The breakthrough will enable the team to understand better the interaction of the stem cell types in the developing embryo.
Adjusting biological pathways in one cell type will enable them to see how it affects the behaviour of one or both of the other cell types.
“We can also now try to apply this to the equivalent human stem cell types and so study the very earliest events in human embryo development without actually having to use natural human embryos,” said Prof Zernicka-Goetz.
The studies will help researchers learn much more about the fundamental first stages of mammalian development, even enabling them to study what happens beyond day 14 in human pregnancies – the limit in UK law for using actual human embryos in the laboratory.
“The early stages of embryo development are when a large proportion of pregnancies are lost and yet it is a stage that we know very little about,” said Prof Zernicka-Goetz. “Now we have a way of simulating embryonic development in the culture dish, so it should be possible to understand exactly what is going on during this remarkable period in an embryo’s life, and why sometimes this process fails.”
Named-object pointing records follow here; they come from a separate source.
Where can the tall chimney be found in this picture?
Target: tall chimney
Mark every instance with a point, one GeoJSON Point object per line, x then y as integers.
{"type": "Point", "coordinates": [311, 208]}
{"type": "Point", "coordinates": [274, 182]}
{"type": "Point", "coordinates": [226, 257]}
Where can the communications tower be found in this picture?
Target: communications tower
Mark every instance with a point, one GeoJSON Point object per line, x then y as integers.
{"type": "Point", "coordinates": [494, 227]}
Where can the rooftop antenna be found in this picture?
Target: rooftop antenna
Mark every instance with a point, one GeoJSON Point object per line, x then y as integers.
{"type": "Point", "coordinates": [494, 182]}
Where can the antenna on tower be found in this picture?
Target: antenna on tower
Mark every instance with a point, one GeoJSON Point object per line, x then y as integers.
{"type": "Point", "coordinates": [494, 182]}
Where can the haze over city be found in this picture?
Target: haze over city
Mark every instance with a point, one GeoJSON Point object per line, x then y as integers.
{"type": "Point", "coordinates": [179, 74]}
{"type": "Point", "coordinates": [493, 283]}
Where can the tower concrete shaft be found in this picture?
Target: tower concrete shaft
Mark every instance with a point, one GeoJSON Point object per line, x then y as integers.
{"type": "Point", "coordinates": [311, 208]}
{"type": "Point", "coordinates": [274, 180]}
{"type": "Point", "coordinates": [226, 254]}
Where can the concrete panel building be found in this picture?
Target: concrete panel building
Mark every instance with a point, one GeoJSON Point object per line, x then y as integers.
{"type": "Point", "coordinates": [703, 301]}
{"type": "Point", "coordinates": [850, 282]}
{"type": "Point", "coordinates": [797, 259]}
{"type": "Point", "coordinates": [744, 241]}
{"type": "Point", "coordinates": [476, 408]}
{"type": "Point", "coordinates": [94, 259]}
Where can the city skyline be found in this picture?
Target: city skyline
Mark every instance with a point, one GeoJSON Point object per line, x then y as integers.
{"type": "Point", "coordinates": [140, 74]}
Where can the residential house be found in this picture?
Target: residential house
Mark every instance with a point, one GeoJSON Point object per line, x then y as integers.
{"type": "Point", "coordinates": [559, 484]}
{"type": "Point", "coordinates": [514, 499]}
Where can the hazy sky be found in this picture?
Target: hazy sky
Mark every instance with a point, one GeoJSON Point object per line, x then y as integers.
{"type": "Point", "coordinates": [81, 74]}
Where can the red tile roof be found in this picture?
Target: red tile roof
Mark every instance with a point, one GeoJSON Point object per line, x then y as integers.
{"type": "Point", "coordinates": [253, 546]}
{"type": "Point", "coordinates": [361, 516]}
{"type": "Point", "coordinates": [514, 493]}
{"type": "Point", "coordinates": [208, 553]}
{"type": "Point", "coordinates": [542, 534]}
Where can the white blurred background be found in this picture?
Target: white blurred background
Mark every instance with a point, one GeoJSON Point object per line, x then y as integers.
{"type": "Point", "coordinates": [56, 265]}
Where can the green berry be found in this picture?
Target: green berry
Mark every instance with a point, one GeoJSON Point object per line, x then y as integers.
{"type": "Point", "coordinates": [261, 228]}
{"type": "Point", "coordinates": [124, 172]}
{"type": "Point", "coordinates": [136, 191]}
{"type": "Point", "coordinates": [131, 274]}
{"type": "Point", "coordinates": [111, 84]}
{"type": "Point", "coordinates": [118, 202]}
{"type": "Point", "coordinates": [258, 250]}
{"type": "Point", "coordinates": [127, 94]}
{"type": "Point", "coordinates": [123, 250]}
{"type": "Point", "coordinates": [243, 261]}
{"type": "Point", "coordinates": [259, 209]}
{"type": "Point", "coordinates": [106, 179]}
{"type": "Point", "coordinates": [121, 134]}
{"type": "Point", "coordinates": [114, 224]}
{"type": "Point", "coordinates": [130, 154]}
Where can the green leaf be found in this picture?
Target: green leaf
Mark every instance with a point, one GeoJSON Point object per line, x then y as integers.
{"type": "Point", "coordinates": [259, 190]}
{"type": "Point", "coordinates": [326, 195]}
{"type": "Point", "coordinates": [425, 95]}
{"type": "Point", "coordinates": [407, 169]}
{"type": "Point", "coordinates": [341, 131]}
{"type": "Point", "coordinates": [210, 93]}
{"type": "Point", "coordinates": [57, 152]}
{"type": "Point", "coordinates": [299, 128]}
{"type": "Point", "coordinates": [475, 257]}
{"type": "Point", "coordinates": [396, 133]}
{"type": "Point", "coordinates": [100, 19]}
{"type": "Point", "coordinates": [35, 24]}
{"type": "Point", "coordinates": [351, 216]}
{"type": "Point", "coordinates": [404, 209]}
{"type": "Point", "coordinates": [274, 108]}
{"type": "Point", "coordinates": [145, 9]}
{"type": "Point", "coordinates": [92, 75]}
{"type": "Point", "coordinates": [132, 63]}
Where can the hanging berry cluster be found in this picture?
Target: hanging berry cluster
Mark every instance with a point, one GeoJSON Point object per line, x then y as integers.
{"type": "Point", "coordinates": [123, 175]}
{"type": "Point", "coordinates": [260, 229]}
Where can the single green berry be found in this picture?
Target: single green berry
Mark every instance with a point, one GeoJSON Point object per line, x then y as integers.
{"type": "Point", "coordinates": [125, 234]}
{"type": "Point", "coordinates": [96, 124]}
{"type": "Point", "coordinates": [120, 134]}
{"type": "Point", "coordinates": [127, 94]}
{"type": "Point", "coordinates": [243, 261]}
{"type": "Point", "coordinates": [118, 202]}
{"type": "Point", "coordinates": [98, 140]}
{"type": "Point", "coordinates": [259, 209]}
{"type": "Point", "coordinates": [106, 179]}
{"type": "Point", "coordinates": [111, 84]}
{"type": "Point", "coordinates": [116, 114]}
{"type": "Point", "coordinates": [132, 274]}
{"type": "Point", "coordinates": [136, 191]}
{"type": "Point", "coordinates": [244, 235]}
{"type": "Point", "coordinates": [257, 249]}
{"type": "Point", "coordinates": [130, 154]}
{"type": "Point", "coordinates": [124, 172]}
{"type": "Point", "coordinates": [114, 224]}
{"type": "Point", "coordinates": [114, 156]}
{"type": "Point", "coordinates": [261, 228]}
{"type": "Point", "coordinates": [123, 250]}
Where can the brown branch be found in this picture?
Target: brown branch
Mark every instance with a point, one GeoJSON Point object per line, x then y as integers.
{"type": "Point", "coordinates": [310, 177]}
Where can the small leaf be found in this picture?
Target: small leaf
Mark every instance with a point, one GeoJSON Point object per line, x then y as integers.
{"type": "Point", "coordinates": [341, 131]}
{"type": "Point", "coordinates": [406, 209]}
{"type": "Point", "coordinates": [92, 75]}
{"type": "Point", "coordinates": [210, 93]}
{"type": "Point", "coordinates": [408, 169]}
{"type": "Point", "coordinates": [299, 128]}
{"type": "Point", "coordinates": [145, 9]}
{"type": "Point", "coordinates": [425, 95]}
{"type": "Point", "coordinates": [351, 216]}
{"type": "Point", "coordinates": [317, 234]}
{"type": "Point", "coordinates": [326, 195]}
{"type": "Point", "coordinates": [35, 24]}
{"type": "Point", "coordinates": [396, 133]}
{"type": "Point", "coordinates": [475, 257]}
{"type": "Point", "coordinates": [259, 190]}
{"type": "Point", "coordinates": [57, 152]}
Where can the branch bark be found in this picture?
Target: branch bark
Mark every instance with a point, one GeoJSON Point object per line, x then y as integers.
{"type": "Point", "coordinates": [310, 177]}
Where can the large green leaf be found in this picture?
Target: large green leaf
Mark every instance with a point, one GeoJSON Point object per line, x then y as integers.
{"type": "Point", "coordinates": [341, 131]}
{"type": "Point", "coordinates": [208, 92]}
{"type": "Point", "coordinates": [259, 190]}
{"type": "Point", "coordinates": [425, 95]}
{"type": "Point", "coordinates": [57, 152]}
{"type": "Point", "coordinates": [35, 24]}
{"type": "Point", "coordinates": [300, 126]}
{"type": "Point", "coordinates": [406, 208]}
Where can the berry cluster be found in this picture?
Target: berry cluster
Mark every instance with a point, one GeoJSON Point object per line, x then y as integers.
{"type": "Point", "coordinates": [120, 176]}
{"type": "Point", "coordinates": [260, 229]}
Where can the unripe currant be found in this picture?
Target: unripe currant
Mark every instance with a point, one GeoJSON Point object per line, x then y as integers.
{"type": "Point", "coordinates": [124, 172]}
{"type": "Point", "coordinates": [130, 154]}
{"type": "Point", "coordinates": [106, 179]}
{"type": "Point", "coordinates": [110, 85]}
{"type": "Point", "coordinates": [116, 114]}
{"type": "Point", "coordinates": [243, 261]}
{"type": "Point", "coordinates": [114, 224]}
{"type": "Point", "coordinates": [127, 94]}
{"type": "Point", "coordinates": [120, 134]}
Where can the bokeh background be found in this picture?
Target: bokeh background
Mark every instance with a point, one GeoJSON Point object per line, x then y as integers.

Many human pregnancies fail around the time that the embryo implants into the wall of the mother’s uterus. The period after implantation has been largely inaccessible to scientists because events are occurring inside the uterus – and most women do not know at this stage that they are pregnant.
Dr Sozen, who came to Cambridge from her native Turkey to join Prof Zernicka-Goetz’s team, said: “Observing these self-developing embryo-like structures under the microscope is so exciting that I do not care even if there is a need to be in the lab in the middle of night.
“I still clearly remember the moment that I and my co-author saw these structures for the first time. It was a breathtaking moment.”
She said she is excited to contribute to Cambridge’s pivotal role in embryology and stem cell research: “I work in the same building where Nobel Laureate Bob Edwards succeeded in fertilising a human egg in vitro.
“Another Nobel Laureate Sir Martin Evans was the first to culture mouse embryonic stem cells and cultivate them in a laboratory at the University of Cambridge.
“These works revolutionised treatments for fertility and laid the foundations for human stem cell research. These great scientists paved the way for Magdalena’s pioneering research in embryology.
“I feel I couldn’t have been in any better place for my research than this.”
The research was funded by the European Research Council and Wellcome.